Pesquisas recentes sobre câncer de próstata incluem um estudo de Fase 2 com opaganib na doença avançada, um estudo SEER relacionando idade avançada a maior mortalidade em metástases ósseas exclusivas, e ferramentas de IA e genéticas que melhoram a detecção.

Novas pesquisas estão remodelando o cuidado do câncer de próstata por meio de avanços na detecção, no tratamento combinado para doença avançada e no refinamento do prognóstico. Um estudo de Fase 2 testou o medicamento experimental opaganib em conjunto com terapias padrão em homens com câncer de próstata metastático resistente à castração, enquanto um estudo da base de dados SEER com mais de 11.000 pacientes mostrou que a idade avançada aumenta de forma independente a mortalidade específica por câncer no câncer de próstata metastático ósseo exclusivo. Estudos adicionais avaliaram o uso de inteligência artificial em fluxos de trabalho de patologia e escores de risco poligênico para triagem por ressonância magnética.

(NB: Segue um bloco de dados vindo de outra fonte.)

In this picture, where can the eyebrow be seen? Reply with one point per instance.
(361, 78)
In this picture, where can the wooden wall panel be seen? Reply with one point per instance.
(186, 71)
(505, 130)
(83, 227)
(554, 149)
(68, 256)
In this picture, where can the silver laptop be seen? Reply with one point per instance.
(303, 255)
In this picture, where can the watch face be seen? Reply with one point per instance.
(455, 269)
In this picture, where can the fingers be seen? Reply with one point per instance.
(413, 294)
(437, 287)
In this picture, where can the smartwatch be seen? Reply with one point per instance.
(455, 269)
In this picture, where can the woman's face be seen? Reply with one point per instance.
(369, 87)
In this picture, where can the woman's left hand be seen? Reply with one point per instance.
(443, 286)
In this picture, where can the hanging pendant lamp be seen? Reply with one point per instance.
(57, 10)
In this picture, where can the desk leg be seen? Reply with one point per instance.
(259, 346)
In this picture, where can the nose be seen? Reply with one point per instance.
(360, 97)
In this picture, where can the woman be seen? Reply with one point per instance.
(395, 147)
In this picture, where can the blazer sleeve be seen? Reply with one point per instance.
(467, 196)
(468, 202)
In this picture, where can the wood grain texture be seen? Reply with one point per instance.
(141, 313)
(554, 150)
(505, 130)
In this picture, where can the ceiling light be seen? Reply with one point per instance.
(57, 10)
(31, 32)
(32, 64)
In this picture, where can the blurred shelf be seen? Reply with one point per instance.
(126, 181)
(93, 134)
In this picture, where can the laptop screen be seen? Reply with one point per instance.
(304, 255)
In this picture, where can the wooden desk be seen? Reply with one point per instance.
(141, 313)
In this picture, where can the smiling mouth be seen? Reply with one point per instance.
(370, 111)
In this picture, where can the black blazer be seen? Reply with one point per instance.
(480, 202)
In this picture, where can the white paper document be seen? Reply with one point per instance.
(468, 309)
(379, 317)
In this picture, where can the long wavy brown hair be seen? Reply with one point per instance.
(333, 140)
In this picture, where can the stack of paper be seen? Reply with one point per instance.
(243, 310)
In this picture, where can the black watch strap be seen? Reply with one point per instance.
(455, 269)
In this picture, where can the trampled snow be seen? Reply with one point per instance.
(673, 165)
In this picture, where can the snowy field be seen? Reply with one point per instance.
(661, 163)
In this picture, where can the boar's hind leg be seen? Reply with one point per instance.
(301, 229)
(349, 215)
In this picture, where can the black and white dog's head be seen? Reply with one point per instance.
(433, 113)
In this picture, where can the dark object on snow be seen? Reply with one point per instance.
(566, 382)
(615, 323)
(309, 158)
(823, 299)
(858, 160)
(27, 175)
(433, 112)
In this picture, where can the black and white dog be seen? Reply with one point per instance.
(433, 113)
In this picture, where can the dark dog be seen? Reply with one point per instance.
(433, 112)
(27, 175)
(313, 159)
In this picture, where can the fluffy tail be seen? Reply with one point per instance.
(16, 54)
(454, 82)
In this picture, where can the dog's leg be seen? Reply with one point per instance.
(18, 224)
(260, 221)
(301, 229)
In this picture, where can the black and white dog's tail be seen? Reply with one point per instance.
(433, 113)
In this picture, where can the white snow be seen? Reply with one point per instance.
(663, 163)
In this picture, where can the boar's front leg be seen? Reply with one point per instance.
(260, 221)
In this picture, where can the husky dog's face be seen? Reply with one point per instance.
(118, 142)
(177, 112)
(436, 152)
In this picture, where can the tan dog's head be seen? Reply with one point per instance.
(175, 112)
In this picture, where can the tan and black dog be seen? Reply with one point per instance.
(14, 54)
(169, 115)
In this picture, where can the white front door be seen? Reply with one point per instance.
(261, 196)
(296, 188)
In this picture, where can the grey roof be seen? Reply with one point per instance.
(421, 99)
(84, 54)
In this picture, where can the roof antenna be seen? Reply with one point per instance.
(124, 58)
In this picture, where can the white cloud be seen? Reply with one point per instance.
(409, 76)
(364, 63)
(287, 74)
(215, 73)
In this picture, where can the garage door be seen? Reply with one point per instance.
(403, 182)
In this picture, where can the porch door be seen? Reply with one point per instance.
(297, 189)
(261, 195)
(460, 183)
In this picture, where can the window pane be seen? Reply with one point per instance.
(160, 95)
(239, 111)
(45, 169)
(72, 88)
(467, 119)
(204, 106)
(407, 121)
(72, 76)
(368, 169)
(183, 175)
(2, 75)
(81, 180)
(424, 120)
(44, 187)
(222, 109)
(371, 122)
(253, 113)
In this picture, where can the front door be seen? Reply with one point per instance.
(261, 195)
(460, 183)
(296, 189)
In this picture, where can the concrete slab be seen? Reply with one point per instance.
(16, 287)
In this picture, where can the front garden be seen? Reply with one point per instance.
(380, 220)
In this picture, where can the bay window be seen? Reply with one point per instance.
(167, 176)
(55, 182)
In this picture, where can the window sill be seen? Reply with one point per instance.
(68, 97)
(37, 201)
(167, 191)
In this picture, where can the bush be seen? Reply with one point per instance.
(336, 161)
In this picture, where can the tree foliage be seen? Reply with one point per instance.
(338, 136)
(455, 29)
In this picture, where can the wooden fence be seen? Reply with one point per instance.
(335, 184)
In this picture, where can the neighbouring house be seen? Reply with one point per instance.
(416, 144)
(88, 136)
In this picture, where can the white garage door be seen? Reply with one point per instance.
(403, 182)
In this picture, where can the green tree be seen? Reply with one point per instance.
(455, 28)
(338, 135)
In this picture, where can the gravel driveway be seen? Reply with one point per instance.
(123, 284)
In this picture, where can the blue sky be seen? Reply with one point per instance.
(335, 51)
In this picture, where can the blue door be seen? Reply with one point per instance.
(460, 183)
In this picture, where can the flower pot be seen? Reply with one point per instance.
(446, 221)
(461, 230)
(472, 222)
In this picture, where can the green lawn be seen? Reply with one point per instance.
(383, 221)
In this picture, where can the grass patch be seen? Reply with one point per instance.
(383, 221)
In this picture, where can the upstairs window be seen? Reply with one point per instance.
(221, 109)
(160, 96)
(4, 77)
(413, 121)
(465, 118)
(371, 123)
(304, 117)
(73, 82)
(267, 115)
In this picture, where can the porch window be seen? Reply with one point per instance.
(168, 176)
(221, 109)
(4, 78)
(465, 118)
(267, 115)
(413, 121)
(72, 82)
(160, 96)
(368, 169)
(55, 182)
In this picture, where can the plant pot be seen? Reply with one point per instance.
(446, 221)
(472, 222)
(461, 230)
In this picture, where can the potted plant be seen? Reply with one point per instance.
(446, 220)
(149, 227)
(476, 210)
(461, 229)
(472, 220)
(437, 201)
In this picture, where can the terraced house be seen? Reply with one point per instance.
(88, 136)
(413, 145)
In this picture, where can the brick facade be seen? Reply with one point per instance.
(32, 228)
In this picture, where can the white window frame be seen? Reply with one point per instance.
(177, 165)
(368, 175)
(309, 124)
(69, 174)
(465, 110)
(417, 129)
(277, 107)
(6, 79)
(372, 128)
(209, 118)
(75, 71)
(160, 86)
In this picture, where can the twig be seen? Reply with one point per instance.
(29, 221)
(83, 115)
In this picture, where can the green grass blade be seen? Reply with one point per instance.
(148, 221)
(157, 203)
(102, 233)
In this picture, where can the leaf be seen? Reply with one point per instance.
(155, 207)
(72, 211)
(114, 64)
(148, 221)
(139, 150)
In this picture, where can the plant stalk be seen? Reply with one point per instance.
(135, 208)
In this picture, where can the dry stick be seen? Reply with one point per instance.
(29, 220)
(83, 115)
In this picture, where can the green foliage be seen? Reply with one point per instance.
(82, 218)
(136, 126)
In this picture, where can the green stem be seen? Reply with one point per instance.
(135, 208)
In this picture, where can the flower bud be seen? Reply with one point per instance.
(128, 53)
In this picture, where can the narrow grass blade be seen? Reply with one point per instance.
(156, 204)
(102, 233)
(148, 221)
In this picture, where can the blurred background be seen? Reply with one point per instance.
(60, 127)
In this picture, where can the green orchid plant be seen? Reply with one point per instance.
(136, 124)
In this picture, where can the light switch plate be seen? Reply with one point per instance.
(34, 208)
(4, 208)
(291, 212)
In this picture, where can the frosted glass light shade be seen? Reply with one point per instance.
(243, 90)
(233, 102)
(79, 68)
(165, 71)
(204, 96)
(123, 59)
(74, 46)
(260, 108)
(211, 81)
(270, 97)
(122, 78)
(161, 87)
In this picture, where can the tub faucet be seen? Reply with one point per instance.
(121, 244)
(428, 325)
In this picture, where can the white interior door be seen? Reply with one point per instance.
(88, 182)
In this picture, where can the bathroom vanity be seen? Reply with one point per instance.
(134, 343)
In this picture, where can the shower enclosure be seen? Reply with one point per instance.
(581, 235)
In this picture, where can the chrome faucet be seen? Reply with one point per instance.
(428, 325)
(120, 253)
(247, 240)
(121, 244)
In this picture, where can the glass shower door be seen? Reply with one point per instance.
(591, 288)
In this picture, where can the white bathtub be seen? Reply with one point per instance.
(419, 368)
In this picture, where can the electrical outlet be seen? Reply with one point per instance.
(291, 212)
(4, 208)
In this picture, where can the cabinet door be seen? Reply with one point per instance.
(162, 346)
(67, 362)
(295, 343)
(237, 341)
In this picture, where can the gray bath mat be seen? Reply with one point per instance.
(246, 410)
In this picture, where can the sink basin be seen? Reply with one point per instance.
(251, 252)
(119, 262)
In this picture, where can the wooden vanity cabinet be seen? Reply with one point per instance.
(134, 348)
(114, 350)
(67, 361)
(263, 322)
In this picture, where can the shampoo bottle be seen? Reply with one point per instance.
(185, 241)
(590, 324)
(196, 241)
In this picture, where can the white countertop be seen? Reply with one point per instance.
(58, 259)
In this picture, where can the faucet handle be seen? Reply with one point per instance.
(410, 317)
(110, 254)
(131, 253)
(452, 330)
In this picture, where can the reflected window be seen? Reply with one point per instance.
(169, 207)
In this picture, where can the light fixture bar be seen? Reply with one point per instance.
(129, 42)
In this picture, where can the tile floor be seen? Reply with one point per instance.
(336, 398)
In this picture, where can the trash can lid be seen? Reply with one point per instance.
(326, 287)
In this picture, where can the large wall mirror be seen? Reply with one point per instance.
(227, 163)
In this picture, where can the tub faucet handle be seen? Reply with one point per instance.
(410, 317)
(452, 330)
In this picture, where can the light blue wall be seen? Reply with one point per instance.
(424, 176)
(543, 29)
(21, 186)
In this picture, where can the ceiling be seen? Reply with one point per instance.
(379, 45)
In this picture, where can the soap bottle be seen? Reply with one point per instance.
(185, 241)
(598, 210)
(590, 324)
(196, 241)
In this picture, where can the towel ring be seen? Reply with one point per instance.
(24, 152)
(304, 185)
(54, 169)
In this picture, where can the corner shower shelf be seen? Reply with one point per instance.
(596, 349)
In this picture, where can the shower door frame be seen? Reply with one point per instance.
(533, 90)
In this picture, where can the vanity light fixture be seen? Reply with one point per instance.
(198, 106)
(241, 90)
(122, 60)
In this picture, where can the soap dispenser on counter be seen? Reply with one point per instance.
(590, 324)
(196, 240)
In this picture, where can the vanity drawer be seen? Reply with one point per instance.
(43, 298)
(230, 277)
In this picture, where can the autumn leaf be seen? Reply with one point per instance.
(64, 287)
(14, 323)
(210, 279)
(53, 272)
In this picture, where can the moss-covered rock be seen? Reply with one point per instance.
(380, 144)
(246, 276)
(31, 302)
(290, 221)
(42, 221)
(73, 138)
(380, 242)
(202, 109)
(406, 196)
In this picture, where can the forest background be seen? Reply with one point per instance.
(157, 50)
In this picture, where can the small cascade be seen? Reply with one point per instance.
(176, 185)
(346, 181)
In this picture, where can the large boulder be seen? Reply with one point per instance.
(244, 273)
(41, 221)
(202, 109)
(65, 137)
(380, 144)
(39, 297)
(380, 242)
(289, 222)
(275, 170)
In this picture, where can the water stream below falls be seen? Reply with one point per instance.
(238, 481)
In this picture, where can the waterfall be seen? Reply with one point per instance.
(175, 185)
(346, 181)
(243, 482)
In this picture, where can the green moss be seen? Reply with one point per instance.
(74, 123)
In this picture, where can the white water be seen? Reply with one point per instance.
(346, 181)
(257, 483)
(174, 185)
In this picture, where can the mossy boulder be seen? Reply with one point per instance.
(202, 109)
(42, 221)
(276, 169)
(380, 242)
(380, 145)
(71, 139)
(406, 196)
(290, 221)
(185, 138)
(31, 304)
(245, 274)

O estudo multicêntrico de Fase 2, liderado por pesquisadores da Medical University of South Carolina (MUSC) e da Emory University e publicado na Cancer Medicine, envolveu 66 pacientes cujo câncer já havia progredido com terapias hormonais padrão. Os pacientes receberam opaganib em combinação com abiraterona ou enzalutamida. Cerca de 15% dos pacientes que tomaram opaganib com abiraterona e 9% dos que tomaram com enzalutamida apresentaram controle da doença em 16 semanas, ficando aquém do objetivo principal do estudo. No entanto, um subgrupo de pacientes mostrou sinais biológicos claros de resposta, incluindo quedas nos níveis de antígeno prostático específico (PSA) e períodos de estabilização da doença. O tratamento combinado foi, em geral, administrável, com a maioria dos efeitos colaterais entre leves e moderados; alguns pacientes tiveram efeitos colaterais mais graves, mas a maioria melhorou quando a dose do medicamento foi reduzida ou suspensa. Opaganib, uma terapia inovadora de primeira classe, bloqueia uma via envolvida no metabolismo de esfingolipídeos em vez de ter como alvo os hormônios. Os pesquisadores agora planejam procurar biomarcadores em amostras de sangue que possam prever a resposta.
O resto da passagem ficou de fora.